London

Most collaborations between Israeli and Palestinian scientists have fallen victim to the upsurge of violence that has disrupted the region in recent years. But one surviving partnership — an investigation of the hereditary basis of deafness among people in the region — last month received a welcome boost: a donation of US$100,000 from a $1-million prize scooped by geneticists John Sulston, Sydney Brenner and Robert Waterston.

Karen Avraham (left) and Moien Kana'an hope to recruit new postgraduates to study deafness. Credit: K. AVRAHAM

The research is led by geneticists Karen Avraham, an Israeli at Tel Aviv University, and Moien Kana'an, a Palestinian who works at Bethlehem University on the West Bank. Kana'an says that they have already recruited some 75 Palestinian families for the project, which is aimed at mapping the genes that cause their society to have an unusually high rate of genetic deafness. Avraham hopes that Sulston's donation will allow them to bring in new postgraduate students in October to join Hashem Shahin, a Palestinian PhD student who has worked in her lab since 1998.

The donation comes from the winnings collected by Sulston, Brenner and Waterston after being awarded one of the three Dan David Prizes in 2002. These prizes, set up by Dan David, president of photo-booth operators Photo-Me International, recognize outstanding “scientific, technological, cultural or social impact on our world”. The award's winners are compelled to give 10% of their prize to younger colleagues in their field.

“We've wanted to expand the scheme for years,” Avraham says. It was the political situation rather than a lack of funds that was putting the duo off, she adds, but Sulston's move has persuaded them to take the plunge. “It's a validation of what we're doing and has given us hope,” she says.

Both Avraham and Kana'an stress that their cooperation is for the benefit of science. “The collaboration itself was not a political decision,” Kana'an says. “It started at a scientific grassroots level and has developed from there.” Kana'an is the only Palestinian researcher investigating the problem locally, although several international groups have visited the region to take DNA samples.

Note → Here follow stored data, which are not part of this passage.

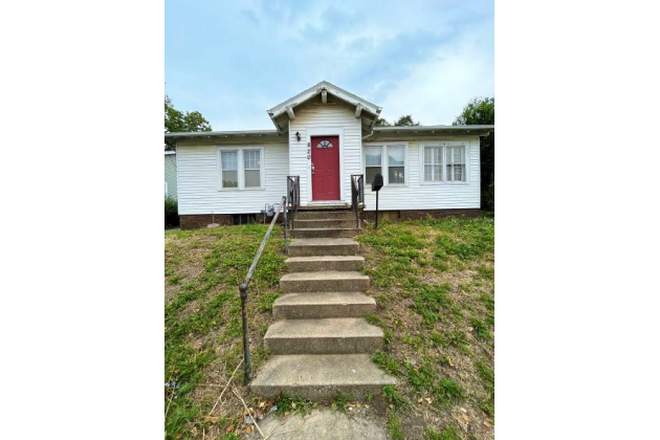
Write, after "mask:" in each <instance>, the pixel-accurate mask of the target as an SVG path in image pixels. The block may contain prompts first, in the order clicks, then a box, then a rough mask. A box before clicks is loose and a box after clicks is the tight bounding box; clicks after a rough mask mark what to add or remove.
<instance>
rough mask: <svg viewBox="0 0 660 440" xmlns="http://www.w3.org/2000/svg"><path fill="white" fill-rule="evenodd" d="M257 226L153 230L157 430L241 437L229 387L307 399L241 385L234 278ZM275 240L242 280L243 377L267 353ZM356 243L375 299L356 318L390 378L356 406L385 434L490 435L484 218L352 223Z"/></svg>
mask: <svg viewBox="0 0 660 440" xmlns="http://www.w3.org/2000/svg"><path fill="white" fill-rule="evenodd" d="M266 229H267V227H266V226H263V225H246V226H232V227H218V228H213V229H202V230H196V231H167V232H166V233H165V270H164V272H165V281H164V288H165V378H164V379H165V380H164V381H165V382H167V383H168V384H170V386H166V387H165V399H164V407H165V412H166V417H165V430H166V432H165V438H166V439H172V440H174V439H176V440H179V439H196V440H197V439H200V440H201V439H203V438H218V439H236V438H244V434H246V433H247V432H248V431H249V427H248V425H247V424H246V413H245V410H244V408H243V405H242V403H241V402H240V400H239V399H238V398H237V397H236V396H235V395H234V393H233V390H234V387H235V391H236V392H237V393H238V394H239V395H240V396H241V397H242V398H243V400H244V401H245V402H246V404H247V405H248V406H249V407H250V408H251V409H252V411H253V413H255V414H256V415H259V414H263V413H265V412H268V411H269V410H270V409H271V408H273V407H275V406H276V407H277V410H276V412H277V413H280V414H292V413H293V412H296V413H299V414H303V413H307V412H308V411H309V410H310V409H311V408H313V407H315V406H316V405H317V404H312V403H311V402H309V401H306V400H303V399H299V398H297V397H289V396H281V397H280V398H279V399H276V400H270V401H267V400H261V399H259V398H257V397H255V396H253V395H252V394H251V393H250V392H249V389H248V388H246V387H244V386H243V366H242V365H240V363H241V360H242V340H241V319H240V299H239V297H238V285H239V284H240V283H241V282H242V280H243V278H244V277H245V274H246V273H247V269H248V267H249V265H250V263H251V261H252V258H253V257H254V254H255V252H256V250H257V248H258V246H259V244H260V242H261V239H262V238H263V236H264V234H265V232H266ZM282 238H283V234H282V230H281V229H280V228H276V229H275V230H274V235H273V236H272V237H271V239H270V240H269V243H268V245H267V246H266V249H265V251H264V254H263V256H262V259H261V261H260V263H259V266H258V267H257V270H256V272H255V275H254V277H253V280H252V282H251V285H250V289H249V298H250V299H249V302H248V323H249V328H250V339H251V350H252V368H253V374H254V373H255V372H256V371H257V370H258V368H259V366H260V365H261V364H262V363H263V361H264V359H265V358H266V357H267V356H268V353H267V351H266V350H265V349H264V346H263V336H264V334H265V332H266V330H267V329H268V326H269V325H270V324H271V323H272V317H271V311H272V306H273V302H274V301H275V299H276V298H277V297H278V295H279V294H280V292H279V290H278V282H279V279H280V277H281V276H282V275H283V274H284V273H286V268H285V265H284V260H285V259H286V256H285V255H284V254H283V252H282V249H283V240H282ZM358 241H359V242H360V244H361V250H360V253H361V254H362V255H363V256H364V257H365V259H366V263H365V270H364V271H365V273H367V274H369V275H370V276H371V279H372V282H371V287H370V288H369V290H368V291H367V294H368V295H371V296H373V297H374V298H375V299H376V301H377V304H378V311H377V312H376V313H374V314H371V315H369V316H367V321H368V322H370V323H371V324H373V325H377V326H379V327H381V328H382V329H383V332H384V334H385V340H386V346H385V348H384V349H383V350H382V351H378V352H376V353H375V354H374V355H373V357H372V359H373V361H374V362H375V363H376V364H377V365H379V366H380V367H381V368H382V369H383V370H384V371H386V372H388V373H389V374H391V375H393V376H395V377H396V378H397V380H398V383H397V385H396V386H387V387H384V388H383V392H382V394H381V395H376V396H369V398H368V399H366V402H365V403H366V404H365V405H363V406H362V407H361V411H364V412H366V414H373V415H376V416H379V417H381V418H382V420H384V422H383V423H385V424H386V427H387V429H388V431H389V433H390V437H391V438H393V439H404V438H419V439H424V438H426V439H446V440H453V439H465V440H467V439H473V438H477V439H492V438H493V425H494V395H495V394H494V371H493V370H494V366H493V359H494V324H495V314H494V312H495V303H494V293H493V292H494V243H493V219H492V218H477V219H465V218H447V219H426V220H418V221H401V222H386V221H385V222H382V223H380V224H379V229H378V230H373V229H372V228H370V227H368V226H367V227H364V228H363V230H362V234H361V235H360V236H359V237H358ZM234 372H235V373H234ZM232 374H233V378H232ZM230 378H232V379H231V383H232V384H233V385H230V386H229V387H227V389H226V390H225V392H224V394H223V397H222V399H220V400H218V399H219V397H220V394H221V393H222V392H223V390H224V389H225V386H226V384H227V381H229V380H230ZM172 382H175V383H176V386H171V383H172ZM349 401H351V398H350V397H349V396H341V395H338V396H336V397H335V399H334V401H333V402H332V403H331V404H329V405H328V406H330V407H334V408H336V409H338V410H344V411H346V408H347V405H349ZM216 403H217V405H216ZM354 403H356V402H350V405H351V406H353V404H354ZM357 404H358V405H360V404H359V403H357ZM214 407H215V408H214ZM349 412H350V411H347V414H348V413H349Z"/></svg>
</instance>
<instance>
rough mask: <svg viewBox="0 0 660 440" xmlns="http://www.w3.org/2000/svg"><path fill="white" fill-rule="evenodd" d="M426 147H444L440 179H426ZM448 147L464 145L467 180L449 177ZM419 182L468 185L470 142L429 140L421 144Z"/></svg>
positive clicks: (419, 159)
mask: <svg viewBox="0 0 660 440" xmlns="http://www.w3.org/2000/svg"><path fill="white" fill-rule="evenodd" d="M426 147H441V148H442V179H441V180H439V181H427V180H425V178H426V174H425V172H424V171H425V165H426V163H425V162H424V161H425V154H424V149H425V148H426ZM447 147H463V151H464V157H465V170H464V173H463V175H464V176H465V180H448V179H447V157H448V154H447ZM419 183H420V185H468V184H469V183H470V143H469V142H466V141H428V142H423V143H420V145H419Z"/></svg>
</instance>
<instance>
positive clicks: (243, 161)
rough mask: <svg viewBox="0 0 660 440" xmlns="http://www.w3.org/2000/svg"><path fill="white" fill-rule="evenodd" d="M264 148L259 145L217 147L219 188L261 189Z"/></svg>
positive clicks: (262, 170)
mask: <svg viewBox="0 0 660 440" xmlns="http://www.w3.org/2000/svg"><path fill="white" fill-rule="evenodd" d="M263 154H264V150H263V148H261V147H257V148H255V147H242V148H224V147H223V148H218V156H219V157H218V159H219V160H218V163H219V166H220V173H219V174H220V176H219V177H220V189H232V188H236V189H261V188H263V187H264V185H263V177H264V166H263Z"/></svg>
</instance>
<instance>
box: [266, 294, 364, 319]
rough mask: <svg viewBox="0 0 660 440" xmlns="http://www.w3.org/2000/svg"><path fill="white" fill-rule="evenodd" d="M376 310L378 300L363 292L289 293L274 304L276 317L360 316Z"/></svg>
mask: <svg viewBox="0 0 660 440" xmlns="http://www.w3.org/2000/svg"><path fill="white" fill-rule="evenodd" d="M374 312H376V301H375V300H374V299H373V298H372V297H370V296H367V295H365V294H364V293H362V292H318V293H287V294H286V295H284V296H281V297H279V298H278V299H277V300H276V301H275V303H274V304H273V317H274V318H275V319H312V318H360V317H363V316H364V315H366V314H368V313H374Z"/></svg>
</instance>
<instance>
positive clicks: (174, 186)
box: [165, 151, 177, 199]
mask: <svg viewBox="0 0 660 440" xmlns="http://www.w3.org/2000/svg"><path fill="white" fill-rule="evenodd" d="M165 197H172V198H174V199H176V198H177V193H176V152H175V151H166V152H165Z"/></svg>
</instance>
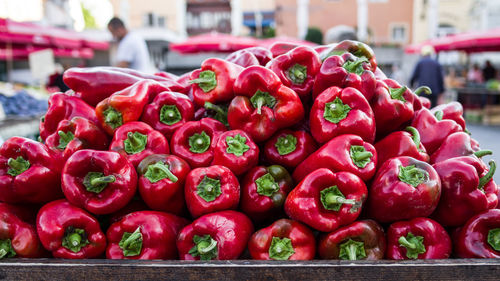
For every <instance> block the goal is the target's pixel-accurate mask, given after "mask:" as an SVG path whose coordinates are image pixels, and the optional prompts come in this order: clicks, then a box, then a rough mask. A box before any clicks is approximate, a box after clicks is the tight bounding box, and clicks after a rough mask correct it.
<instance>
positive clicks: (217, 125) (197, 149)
mask: <svg viewBox="0 0 500 281" xmlns="http://www.w3.org/2000/svg"><path fill="white" fill-rule="evenodd" d="M224 131H226V127H225V126H224V125H223V124H222V123H221V122H219V121H217V120H215V119H212V118H203V119H201V120H200V121H189V122H186V123H185V124H184V125H183V126H182V127H181V128H179V129H178V130H177V131H175V133H174V135H173V136H172V139H171V140H170V148H171V149H172V154H174V155H177V156H179V157H181V158H182V159H184V160H186V161H187V162H188V163H189V165H190V166H191V167H192V168H197V167H206V166H208V165H210V163H211V162H212V160H213V156H214V149H215V147H216V146H217V141H218V140H219V135H220V134H221V133H222V132H224Z"/></svg>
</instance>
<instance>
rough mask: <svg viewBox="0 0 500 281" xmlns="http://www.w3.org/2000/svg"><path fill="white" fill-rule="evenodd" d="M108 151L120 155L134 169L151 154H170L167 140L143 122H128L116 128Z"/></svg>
mask: <svg viewBox="0 0 500 281" xmlns="http://www.w3.org/2000/svg"><path fill="white" fill-rule="evenodd" d="M109 150H112V151H116V152H118V153H120V154H121V155H122V156H123V157H125V158H126V159H127V160H128V161H129V162H130V163H131V164H132V165H134V167H137V165H139V163H140V162H141V161H142V159H144V158H146V156H149V155H151V154H166V153H170V149H169V146H168V141H167V139H166V138H165V137H164V136H163V135H162V134H161V133H160V132H158V131H156V130H154V129H153V128H151V127H150V126H149V125H148V124H146V123H143V122H129V123H126V124H125V125H123V126H121V127H120V128H118V129H117V130H116V131H115V135H114V137H113V141H112V142H111V145H110V146H109Z"/></svg>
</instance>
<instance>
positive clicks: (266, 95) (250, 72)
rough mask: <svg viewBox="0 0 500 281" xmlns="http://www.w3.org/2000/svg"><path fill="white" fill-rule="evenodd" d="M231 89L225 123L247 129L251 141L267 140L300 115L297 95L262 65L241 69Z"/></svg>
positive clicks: (256, 141) (295, 118)
mask: <svg viewBox="0 0 500 281" xmlns="http://www.w3.org/2000/svg"><path fill="white" fill-rule="evenodd" d="M234 93H235V95H236V97H235V98H234V99H233V100H232V101H231V104H230V105H229V108H228V122H229V126H230V127H231V128H232V129H241V130H243V131H245V132H247V133H248V134H249V135H250V137H252V139H253V140H254V141H255V142H262V141H265V140H267V139H268V138H270V137H271V136H272V135H273V134H274V133H275V132H276V131H277V130H279V129H281V128H284V127H288V126H291V125H293V124H296V123H297V122H299V121H300V120H301V119H302V118H303V117H304V107H303V106H302V102H301V101H300V98H299V96H298V95H297V94H296V93H295V92H294V91H293V90H292V89H290V88H288V87H286V86H284V85H283V84H282V83H281V81H280V79H279V77H278V76H277V75H276V74H275V73H274V72H272V71H271V70H269V69H267V68H264V67H262V66H250V67H248V68H246V69H245V70H243V71H242V72H241V74H240V75H239V76H238V78H237V79H236V81H235V83H234Z"/></svg>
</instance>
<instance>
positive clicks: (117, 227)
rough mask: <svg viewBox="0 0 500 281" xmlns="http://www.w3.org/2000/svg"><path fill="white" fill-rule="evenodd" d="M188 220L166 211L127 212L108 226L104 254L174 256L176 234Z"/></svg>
mask: <svg viewBox="0 0 500 281" xmlns="http://www.w3.org/2000/svg"><path fill="white" fill-rule="evenodd" d="M187 224H188V221H187V220H186V219H184V218H181V217H178V216H174V215H172V214H168V213H162V212H157V211H139V212H134V213H130V214H128V215H126V216H125V217H123V218H122V219H121V220H120V221H118V222H115V223H114V224H112V225H111V226H110V227H109V228H108V231H107V233H106V237H107V238H108V247H107V249H106V258H108V259H133V260H137V259H140V260H156V259H164V260H167V259H176V258H177V256H178V255H177V248H176V238H177V234H178V233H179V231H180V230H181V229H182V228H183V227H184V226H185V225H187Z"/></svg>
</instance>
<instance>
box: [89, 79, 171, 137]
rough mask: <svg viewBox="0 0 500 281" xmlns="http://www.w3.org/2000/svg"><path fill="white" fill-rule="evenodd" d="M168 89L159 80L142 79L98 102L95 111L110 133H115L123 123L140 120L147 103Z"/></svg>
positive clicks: (112, 133) (107, 129)
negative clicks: (159, 94)
mask: <svg viewBox="0 0 500 281" xmlns="http://www.w3.org/2000/svg"><path fill="white" fill-rule="evenodd" d="M168 90H169V89H168V88H166V87H164V86H163V85H161V84H160V83H158V82H155V81H152V80H141V81H139V82H137V83H135V84H133V85H131V86H130V87H128V88H125V89H123V90H121V91H119V92H115V93H114V94H112V95H111V96H109V97H108V98H105V99H104V100H102V101H101V102H99V104H97V106H96V108H95V112H96V115H97V118H98V119H99V123H100V124H101V126H102V128H103V129H104V130H105V131H106V132H107V133H108V134H110V135H113V134H114V132H115V131H116V129H117V128H118V127H120V126H121V125H123V124H125V123H128V122H131V121H137V120H139V119H140V117H141V115H142V111H143V109H144V107H145V106H146V104H148V103H149V102H150V101H151V100H154V98H155V97H156V95H157V94H159V93H161V92H164V91H168Z"/></svg>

One feature of the study is that many of the families recruited are very large and have more than one affected member, making it easier to track common genes that may be responsible. “Very large families are incredibly useful in this type of research,” says Karen Steel, who studies hereditary deafness at the Medical Research Council's Institute of Hearing Research in Nottingham, UK. “They are a very powerful resource for gene mapping.”